The former Hilton is headed out of bankruptcy, and the new owner is offering a house-warming gift to the city -- completion of a long-stalled construction project at the hotel's front door.
Kiran C. Patel, a Tampa, Fla., cardiologist, secured ownership of the Downtown hotel Thursday when U.S. Bankruptcy Judge Jeffery A. Deller gave verbal approval confirming his plan to reorganize the troubled property.
The decision completes a "long, painful" odyssey by Dr. Patel to gain control over the hotel, now known as the Wyndham Grand Pittsburgh, after it was forced into bankruptcy in September by lender BlackRock Financial Management Inc.
"Relieved. Thank God, I say," he said when asked how he felt about his plan being confirmed.
As a first order of business, Dr. Patel vowed to complete the unfinished exterior addition that has been a blight on the Downtown skyline for two years. The work stopped when contractor P.J. Dick walked off the job when it wasn't paid.
"Hopefully the eyesore for Pittsburgh will be gone," Dr. Patel said.
He pledged to "do my part" to bring the property back to prominence after it hit rock bottom with the bankruptcy under former owner Shubh Hotels Pittsburgh.
The hotel will get an indoor pool, a spa, more convention space and a new restaurant as part of property renovations. "It will be much, much better," Dr. Patel said.
But he also called on the city and local tourism groups to work hard to promote the hotel. "I am here by accident, not by design," he said. "Whatever we are doing should be of value to the city."
Ownership did not come cheaply for Dr. Patel. By his own estimate, he is sinking $15 million in cash or guarantees into the plan to reorganize the hotel. That's on top of more than $4 million in loans he gave to the former owner to help keep the hotel afloat during its financial struggles.
As part of a deal with BlackRock, Dr. Patel will pay a $10 million "settlement fee" that will be used to reduce the $49.6 million mortgage on the property. Payments to vendors and other contractors to settle claims for money owed will run at least another $3 million to $4 million.
"This is a victory for creditors," said David Lampl, attorney for the committee of unsecured creditors. "It's certainly a much better result than anyone could have anticipated at the filing of the case."
An end to the case seemed unlikely several months ago as BlackRock and Dr. Patel battled for control over Downtown's largest hotel, with more than 700 rooms.

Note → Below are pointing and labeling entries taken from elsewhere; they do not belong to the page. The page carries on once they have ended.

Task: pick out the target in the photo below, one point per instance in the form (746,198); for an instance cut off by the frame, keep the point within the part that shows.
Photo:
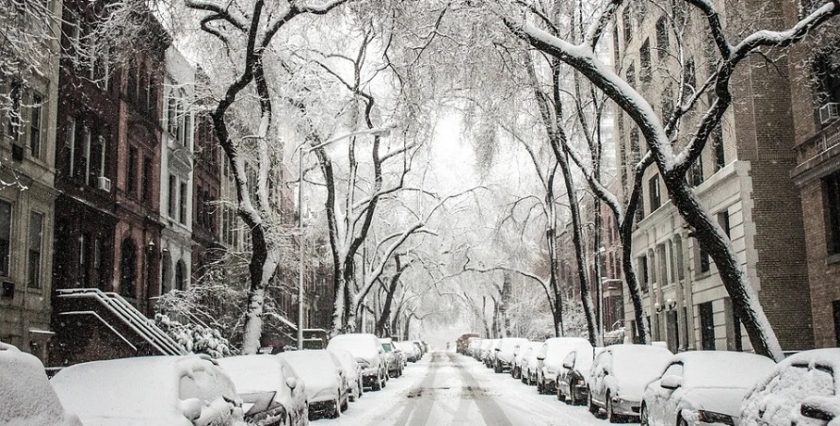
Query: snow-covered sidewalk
(450,389)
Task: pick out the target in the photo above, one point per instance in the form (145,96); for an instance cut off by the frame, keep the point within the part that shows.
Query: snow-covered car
(188,390)
(702,387)
(352,373)
(530,363)
(619,376)
(571,383)
(490,356)
(475,347)
(391,358)
(323,376)
(368,353)
(27,397)
(803,389)
(518,356)
(271,392)
(505,353)
(550,360)
(412,354)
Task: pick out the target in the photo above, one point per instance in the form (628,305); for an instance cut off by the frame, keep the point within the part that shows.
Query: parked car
(475,347)
(619,376)
(550,360)
(412,354)
(702,387)
(571,383)
(490,355)
(271,392)
(352,373)
(320,370)
(803,389)
(186,390)
(529,363)
(368,353)
(28,398)
(505,352)
(391,358)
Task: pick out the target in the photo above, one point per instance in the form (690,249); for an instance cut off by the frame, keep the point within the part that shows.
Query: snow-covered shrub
(196,338)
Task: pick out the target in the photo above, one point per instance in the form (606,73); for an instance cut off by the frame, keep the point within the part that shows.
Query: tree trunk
(712,240)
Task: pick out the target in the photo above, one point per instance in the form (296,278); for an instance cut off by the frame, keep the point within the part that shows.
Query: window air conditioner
(104,184)
(829,112)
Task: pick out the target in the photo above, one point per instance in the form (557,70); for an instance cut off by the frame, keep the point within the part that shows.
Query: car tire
(643,416)
(592,407)
(611,416)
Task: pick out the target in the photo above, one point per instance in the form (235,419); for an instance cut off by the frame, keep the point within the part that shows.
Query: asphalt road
(450,389)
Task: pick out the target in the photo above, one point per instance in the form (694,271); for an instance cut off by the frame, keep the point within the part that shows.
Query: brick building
(27,195)
(815,93)
(741,178)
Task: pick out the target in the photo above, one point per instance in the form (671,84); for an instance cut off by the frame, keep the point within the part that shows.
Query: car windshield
(730,370)
(359,346)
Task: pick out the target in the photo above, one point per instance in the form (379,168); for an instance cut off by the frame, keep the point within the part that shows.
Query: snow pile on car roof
(26,398)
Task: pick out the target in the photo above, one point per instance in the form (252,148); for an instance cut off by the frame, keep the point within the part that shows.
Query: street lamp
(384,131)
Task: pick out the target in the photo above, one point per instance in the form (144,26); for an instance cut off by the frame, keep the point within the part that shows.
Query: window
(97,161)
(662,38)
(36,238)
(717,145)
(83,260)
(832,193)
(173,196)
(707,326)
(653,193)
(645,70)
(5,237)
(689,78)
(35,125)
(182,201)
(695,172)
(131,186)
(826,69)
(71,143)
(836,308)
(643,272)
(13,125)
(628,25)
(84,155)
(723,221)
(147,179)
(180,276)
(128,268)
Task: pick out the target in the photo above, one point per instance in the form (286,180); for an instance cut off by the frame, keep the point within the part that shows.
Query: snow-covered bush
(196,338)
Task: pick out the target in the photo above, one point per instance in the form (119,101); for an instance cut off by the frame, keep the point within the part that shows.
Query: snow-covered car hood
(718,399)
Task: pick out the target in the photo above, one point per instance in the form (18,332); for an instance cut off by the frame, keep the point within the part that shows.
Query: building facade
(741,178)
(815,89)
(27,194)
(176,176)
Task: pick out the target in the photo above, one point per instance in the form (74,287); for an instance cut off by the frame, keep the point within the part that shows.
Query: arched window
(128,268)
(180,275)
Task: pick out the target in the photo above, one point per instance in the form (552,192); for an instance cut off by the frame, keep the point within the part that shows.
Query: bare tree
(674,163)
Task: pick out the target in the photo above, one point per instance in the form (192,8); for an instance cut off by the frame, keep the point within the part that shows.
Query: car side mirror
(191,408)
(671,382)
(812,409)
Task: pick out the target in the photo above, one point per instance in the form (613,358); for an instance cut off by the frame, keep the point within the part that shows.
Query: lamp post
(384,131)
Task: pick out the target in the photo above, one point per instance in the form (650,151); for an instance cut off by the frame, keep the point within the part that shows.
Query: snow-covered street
(446,388)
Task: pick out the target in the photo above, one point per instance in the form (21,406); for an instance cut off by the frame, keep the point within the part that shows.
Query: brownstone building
(815,92)
(107,226)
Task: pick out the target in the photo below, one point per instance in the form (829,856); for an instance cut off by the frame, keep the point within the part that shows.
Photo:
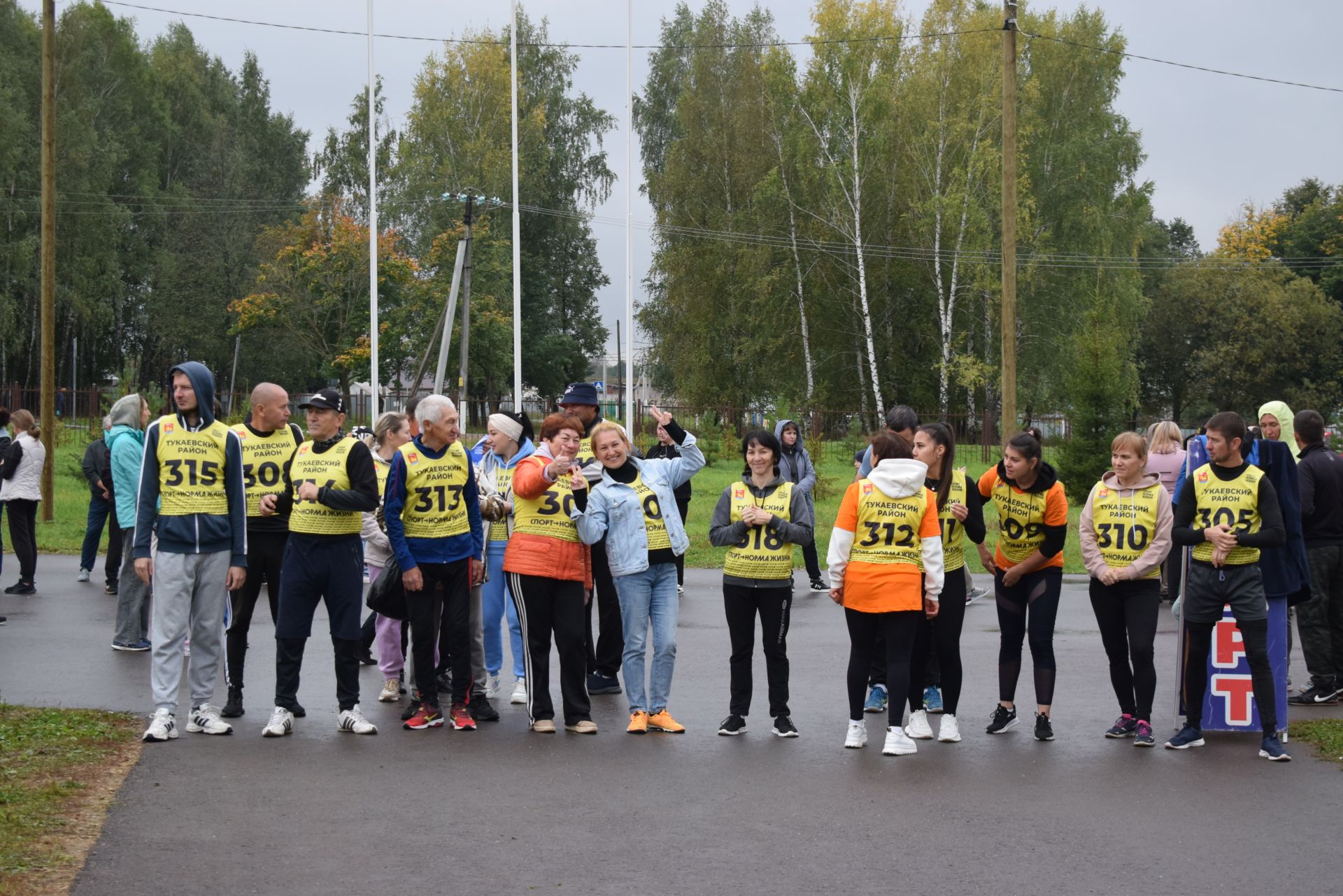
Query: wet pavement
(504,811)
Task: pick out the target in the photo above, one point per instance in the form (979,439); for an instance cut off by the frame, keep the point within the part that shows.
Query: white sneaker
(355,722)
(163,726)
(897,744)
(204,720)
(857,735)
(918,727)
(281,723)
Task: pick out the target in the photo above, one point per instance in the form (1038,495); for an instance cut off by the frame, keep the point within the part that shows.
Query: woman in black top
(668,449)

For months, the case was filled with charges and countercharges, lawsuits and animosity, necessitating the appointment of a trustee to oversee hotel operations. However, the tide changed in a mediation that produced the deal between Dr. Patel and BlackRock.
David Rudov, the attorney who helped to craft Dr. Patel's plan and lobbied for mediation, said he and co-counsel Scott Hare always believed the case would reach this point.

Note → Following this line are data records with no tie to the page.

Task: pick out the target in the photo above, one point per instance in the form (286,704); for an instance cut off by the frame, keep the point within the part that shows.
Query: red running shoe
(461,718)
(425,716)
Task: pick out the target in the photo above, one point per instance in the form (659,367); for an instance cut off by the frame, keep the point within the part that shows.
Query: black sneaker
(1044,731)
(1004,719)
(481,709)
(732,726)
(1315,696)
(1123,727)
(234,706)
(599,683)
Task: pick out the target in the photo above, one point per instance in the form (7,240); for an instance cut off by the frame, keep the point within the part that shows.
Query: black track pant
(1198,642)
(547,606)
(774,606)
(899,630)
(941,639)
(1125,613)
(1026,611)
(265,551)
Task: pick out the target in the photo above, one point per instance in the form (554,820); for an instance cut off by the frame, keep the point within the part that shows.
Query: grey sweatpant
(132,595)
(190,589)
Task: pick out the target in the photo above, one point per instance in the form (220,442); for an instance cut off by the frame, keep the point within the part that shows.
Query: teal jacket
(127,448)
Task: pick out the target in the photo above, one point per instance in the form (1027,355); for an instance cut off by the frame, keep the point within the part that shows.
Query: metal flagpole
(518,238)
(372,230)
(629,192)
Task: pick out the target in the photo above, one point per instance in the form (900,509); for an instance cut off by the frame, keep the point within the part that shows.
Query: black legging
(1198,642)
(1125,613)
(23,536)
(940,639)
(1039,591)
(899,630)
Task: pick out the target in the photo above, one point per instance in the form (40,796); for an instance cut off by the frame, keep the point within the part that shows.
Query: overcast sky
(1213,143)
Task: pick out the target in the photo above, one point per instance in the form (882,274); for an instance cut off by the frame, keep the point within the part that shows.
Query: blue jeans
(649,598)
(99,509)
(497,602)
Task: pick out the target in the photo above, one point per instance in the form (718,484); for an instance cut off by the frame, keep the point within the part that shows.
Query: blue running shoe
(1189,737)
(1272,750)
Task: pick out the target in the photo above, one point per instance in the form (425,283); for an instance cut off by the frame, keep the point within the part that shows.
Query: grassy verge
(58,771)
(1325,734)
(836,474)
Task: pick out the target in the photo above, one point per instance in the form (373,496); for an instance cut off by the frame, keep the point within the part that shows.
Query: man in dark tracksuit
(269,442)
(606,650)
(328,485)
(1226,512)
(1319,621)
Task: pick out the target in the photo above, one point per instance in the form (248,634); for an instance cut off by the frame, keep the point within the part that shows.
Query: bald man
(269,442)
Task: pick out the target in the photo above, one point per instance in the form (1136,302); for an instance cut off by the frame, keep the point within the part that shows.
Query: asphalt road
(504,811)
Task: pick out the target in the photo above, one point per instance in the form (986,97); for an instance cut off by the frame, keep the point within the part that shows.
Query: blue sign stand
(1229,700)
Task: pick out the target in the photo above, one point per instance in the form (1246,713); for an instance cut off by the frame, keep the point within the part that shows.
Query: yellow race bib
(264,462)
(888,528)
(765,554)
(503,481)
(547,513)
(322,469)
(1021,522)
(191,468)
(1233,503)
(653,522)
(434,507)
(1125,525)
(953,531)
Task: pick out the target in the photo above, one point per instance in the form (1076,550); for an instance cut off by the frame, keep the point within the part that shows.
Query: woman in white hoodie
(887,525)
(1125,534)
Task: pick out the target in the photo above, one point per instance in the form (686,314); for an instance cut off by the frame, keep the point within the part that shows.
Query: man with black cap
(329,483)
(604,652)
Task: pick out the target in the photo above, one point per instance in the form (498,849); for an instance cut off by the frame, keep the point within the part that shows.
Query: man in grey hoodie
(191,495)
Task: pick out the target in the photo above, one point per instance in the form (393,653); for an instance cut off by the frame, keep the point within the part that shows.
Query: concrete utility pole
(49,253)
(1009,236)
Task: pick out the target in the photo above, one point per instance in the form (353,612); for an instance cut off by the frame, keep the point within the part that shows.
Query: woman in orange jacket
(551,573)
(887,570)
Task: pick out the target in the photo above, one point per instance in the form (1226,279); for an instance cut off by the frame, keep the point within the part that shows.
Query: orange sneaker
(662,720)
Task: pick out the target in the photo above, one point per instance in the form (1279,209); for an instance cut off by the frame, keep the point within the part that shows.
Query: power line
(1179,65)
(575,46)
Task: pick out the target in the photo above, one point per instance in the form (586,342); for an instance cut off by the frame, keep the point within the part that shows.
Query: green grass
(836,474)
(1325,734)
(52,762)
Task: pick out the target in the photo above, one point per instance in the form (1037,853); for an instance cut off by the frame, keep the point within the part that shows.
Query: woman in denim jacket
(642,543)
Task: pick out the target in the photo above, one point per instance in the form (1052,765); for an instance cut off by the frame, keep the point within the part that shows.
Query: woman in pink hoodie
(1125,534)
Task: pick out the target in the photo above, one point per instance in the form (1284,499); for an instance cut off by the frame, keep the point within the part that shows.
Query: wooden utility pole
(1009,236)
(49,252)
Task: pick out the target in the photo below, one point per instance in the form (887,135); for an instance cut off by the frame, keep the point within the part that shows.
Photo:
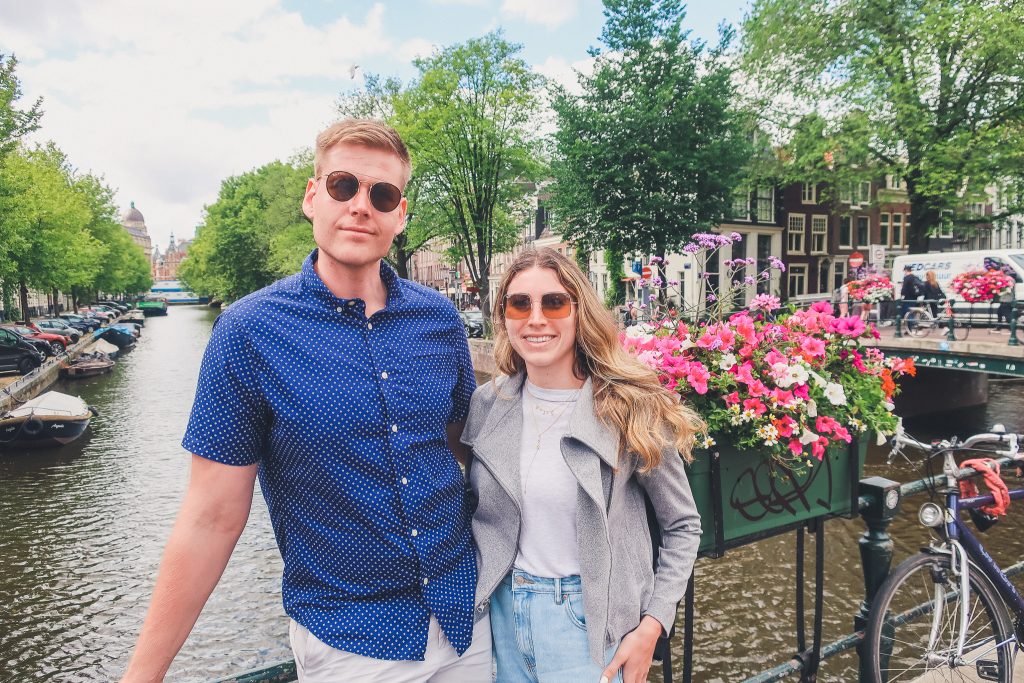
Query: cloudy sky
(165,99)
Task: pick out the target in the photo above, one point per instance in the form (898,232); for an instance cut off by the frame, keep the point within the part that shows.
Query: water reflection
(82,528)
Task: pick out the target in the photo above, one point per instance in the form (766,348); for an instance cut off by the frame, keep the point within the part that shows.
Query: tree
(469,122)
(930,90)
(652,148)
(253,233)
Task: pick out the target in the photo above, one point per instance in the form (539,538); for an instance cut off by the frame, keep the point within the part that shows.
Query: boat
(50,420)
(88,365)
(117,335)
(135,315)
(153,306)
(175,293)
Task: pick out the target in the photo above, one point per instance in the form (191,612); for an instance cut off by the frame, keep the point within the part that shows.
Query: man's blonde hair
(367,132)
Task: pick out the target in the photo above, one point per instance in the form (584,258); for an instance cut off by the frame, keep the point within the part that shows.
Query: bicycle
(942,613)
(920,322)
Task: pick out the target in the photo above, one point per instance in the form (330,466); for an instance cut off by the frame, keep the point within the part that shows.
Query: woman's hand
(635,652)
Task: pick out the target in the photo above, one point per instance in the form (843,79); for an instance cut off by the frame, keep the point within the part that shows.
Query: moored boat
(50,420)
(87,366)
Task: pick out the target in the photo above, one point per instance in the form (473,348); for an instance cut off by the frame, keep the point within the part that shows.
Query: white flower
(836,394)
(808,436)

"I think I told the judge at the very first hearing that we had an exit strategy and it manifested itself today," he said.
Judge Deller gave his assent to the plan after Dr. Patel and his attorneys reached last-minute settlements with several parties with contested claims, including P.J. Dick and Hilton Hotels & Resorts, which removed its name from the property in September.

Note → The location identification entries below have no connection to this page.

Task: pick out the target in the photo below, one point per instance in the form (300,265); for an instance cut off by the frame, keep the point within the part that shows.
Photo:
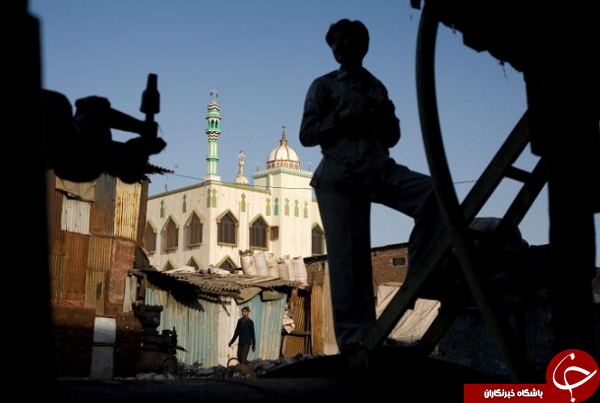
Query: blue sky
(261,56)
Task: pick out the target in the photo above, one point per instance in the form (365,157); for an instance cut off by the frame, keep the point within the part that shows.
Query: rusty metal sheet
(56,236)
(57,269)
(75,216)
(100,253)
(102,215)
(127,208)
(95,286)
(76,246)
(123,256)
(141,225)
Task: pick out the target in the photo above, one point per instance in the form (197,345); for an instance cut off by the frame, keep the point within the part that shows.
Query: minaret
(213,131)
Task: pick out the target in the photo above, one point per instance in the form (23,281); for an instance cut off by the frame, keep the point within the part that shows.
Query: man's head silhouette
(349,42)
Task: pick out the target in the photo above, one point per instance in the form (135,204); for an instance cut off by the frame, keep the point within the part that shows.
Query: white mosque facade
(209,223)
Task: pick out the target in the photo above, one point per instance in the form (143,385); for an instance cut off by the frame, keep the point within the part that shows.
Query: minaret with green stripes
(213,131)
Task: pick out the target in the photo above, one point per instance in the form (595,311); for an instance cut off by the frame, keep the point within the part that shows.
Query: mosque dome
(283,156)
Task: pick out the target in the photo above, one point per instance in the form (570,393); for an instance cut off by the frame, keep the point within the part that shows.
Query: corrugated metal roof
(220,285)
(127,208)
(196,325)
(75,216)
(204,328)
(102,216)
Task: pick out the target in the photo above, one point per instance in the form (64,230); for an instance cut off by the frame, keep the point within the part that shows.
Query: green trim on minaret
(213,131)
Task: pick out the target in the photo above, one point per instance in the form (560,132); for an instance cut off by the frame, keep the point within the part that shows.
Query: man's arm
(318,125)
(235,334)
(252,335)
(389,123)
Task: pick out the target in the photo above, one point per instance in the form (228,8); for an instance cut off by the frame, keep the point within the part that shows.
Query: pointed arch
(227,263)
(318,240)
(168,266)
(170,235)
(227,225)
(259,233)
(150,237)
(193,230)
(194,263)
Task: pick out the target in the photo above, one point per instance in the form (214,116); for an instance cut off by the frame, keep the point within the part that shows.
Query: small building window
(226,230)
(192,262)
(258,234)
(399,261)
(150,239)
(318,239)
(274,233)
(194,231)
(170,235)
(227,264)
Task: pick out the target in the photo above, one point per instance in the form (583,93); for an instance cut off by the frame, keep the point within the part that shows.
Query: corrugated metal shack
(93,230)
(204,309)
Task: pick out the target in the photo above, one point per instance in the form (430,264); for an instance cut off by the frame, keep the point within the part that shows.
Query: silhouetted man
(245,330)
(348,113)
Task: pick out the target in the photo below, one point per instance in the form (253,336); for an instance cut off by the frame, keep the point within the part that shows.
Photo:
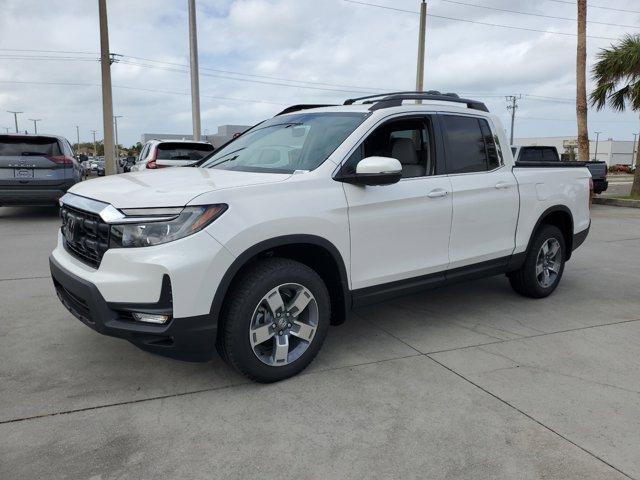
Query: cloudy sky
(258,56)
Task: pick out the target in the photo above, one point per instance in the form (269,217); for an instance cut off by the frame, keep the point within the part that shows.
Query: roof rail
(387,100)
(295,108)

Dr. Patel also won a victory when Judge Deller denied for balloting purposes $17 million in claims filed by former hotel owner Atul Bisaria and former asset manager Jai Lalwani.
As part of the reorganization, Dr. Patel will contribute $1 million to the exterior construction. Another $1.7 million will come from a BlackRock-controlled reserve fund.
Frank Amedia, the hotel's asset manager, said he hopes to start ramping up construction within the next 10 days. Design work will be done first to address some "anomalies." After that, exterior work will be bid.
He hopes to have all the work finished within 10 months.
Mr. Amedia also is looking to have an inside staircase to ballrooms on the second floor finished in 120 days. The hotel has been without the staircase for some time.
However, one thing no one will see just yet is a Wyndham sign at the prominent spot at the very top of the hotel.
While officials are ready to replace the longtime Hilton sign, which was removed after Hilton canceled its franchise agreement last fall, the city has ruled the hotel must first go through its planning and zoning processes. That could take months.
Meanwhile, business at the hotel has been improving. After fighting for nearly a year to own the hotel, Dr. Patel finally would like to start reaping some of the rewards.
"The lawyers are the winners so far. Now maybe it's my turn," he said.